Hello, I just learned using pytorch recently and I have stumbled upon some problem. Somehow when I do training for some image producing model I realized that my GPU utilization is very low (1144/ 11000) around 10% of my GPU capabilities, my PC has GTX 1080Ti. When I asked my friend they said that I need to increase the batch size during data loading, so I increased it from 8 -> 70 and it does make my GPU usage become (10000/11000) but it seems that the training time it took isn’t that different and to my surprise the output result is way worse compared to when I use batch size of 8. So is there any way to speed up my training process without affecting the output result? Thank you

Eta_C · January 13, 2020, 2:38am

In nvidia-smi, Memory-Usage is how much GPU memory does this process use. GPU-Util reports what percentage of time one or more GPU kernel(s) was active for a given time perio. You say it seems that the training time isn’t different. Check GPU-Util.
In general, if you use BatchNorm, increasing the batchsize will lead to better results. Since the batchsize is increased by 9 times, if you still use the same hyperparameter configuration, such as num_epochs, you may need to check for overfitting (just a possible conjecture).

luminoussin · January 13, 2020, 4:02am

Hi, Thank you for your reply. I forgot to mention that I checked using watch -n 1 nvidia-smi and the GPU-util part usually changes between 0->98->30->99 and around that. I also use a lot of BatchNorm on my model. I did finish another training session from scratch and this time I changed the batch size from 70 to 5 and the result is even better than when I used batch size of 8. So I just assume that bigger batch size would result in worse result in my model but is there a way to speed things up just like what I asked on my post?

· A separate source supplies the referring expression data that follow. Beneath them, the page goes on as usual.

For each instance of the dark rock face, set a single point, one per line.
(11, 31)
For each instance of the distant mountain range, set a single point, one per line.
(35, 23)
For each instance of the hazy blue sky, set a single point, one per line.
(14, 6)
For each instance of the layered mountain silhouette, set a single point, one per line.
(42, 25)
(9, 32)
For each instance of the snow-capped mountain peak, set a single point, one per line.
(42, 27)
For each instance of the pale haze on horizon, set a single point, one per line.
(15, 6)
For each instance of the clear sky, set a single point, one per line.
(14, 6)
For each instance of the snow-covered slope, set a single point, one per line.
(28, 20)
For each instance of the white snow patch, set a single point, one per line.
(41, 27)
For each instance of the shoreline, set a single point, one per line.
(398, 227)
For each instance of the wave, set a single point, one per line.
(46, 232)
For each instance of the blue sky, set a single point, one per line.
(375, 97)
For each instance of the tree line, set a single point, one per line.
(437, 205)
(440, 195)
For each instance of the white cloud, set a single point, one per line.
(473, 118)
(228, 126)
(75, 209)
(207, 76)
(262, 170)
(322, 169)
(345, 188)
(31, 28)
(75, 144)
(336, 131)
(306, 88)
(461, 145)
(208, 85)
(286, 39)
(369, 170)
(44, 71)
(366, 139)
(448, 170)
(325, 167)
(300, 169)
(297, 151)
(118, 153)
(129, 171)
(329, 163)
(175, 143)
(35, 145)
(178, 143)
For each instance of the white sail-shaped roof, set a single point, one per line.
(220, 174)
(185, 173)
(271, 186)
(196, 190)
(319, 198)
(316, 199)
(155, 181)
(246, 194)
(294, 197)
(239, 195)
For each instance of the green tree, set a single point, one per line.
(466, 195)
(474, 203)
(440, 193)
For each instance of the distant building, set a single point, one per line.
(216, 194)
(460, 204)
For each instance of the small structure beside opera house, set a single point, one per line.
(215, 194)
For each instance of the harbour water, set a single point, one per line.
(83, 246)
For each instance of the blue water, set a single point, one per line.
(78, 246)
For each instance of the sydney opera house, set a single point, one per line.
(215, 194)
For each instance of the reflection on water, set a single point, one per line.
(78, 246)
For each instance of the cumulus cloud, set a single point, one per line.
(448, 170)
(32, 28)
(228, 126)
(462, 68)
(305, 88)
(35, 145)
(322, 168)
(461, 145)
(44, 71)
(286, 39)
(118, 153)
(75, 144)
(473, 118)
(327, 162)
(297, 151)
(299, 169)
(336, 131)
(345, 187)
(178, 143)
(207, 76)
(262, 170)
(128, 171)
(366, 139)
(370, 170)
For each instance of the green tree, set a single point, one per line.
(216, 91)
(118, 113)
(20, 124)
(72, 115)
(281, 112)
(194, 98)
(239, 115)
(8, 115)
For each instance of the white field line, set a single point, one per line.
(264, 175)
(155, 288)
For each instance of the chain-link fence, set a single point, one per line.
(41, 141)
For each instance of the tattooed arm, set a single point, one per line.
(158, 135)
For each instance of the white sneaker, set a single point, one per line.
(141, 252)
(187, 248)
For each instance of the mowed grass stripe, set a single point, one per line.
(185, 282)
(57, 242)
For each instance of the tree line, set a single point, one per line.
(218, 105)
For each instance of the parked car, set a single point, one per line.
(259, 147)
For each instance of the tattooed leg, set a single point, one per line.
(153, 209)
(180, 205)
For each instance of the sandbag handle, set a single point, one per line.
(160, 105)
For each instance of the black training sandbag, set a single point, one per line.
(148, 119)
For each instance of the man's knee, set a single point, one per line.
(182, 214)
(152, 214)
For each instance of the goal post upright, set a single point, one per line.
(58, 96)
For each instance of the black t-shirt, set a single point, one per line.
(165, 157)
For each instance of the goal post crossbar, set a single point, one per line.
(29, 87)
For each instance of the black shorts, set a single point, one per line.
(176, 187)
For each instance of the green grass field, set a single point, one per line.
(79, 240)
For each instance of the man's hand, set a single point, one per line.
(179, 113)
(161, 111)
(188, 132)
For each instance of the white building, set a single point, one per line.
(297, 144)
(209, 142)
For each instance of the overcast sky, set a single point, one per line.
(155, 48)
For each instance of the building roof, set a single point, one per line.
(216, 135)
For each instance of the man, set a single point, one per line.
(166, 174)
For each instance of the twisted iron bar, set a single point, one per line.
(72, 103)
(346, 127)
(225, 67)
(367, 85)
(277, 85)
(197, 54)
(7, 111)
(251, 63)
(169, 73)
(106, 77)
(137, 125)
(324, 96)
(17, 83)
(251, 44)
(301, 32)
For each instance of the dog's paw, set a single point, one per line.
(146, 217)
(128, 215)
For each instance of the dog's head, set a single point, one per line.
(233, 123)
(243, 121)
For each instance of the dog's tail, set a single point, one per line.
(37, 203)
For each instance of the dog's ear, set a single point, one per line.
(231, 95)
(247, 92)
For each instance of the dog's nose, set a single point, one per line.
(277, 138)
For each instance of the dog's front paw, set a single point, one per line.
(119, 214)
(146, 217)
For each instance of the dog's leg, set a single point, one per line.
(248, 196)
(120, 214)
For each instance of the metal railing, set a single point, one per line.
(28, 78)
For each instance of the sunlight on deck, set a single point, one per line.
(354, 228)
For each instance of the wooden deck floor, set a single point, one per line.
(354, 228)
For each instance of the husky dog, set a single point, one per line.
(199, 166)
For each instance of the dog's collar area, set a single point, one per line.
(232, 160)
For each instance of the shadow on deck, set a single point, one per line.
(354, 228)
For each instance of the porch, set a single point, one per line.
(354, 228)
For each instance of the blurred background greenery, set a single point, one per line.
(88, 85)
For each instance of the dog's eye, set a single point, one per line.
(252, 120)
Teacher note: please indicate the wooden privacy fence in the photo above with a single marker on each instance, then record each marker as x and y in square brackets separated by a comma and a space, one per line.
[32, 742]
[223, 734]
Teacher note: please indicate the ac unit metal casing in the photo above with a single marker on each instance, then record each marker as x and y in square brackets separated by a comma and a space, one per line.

Eta_C · January 13, 2020, 4:12am

It seems that your GPUs are waiting for your CPUs. Maybe most of the time is spent loading and preprocessing data.

luminoussin · January 13, 2020, 9:27am

So what would you suggest to make it faster?

Isaac_Kargar · January 29, 2020, 5:37am

Related to this:

kaiseryet · January 29, 2020, 6:22pm

Once I read somewhere said using cudnn can accelerate training by increase GPU usage.

chen_shao · December 10, 2022, 12:07pm

I am not an expert, but theoretically, larger batch size provides more accurate gradient estimation.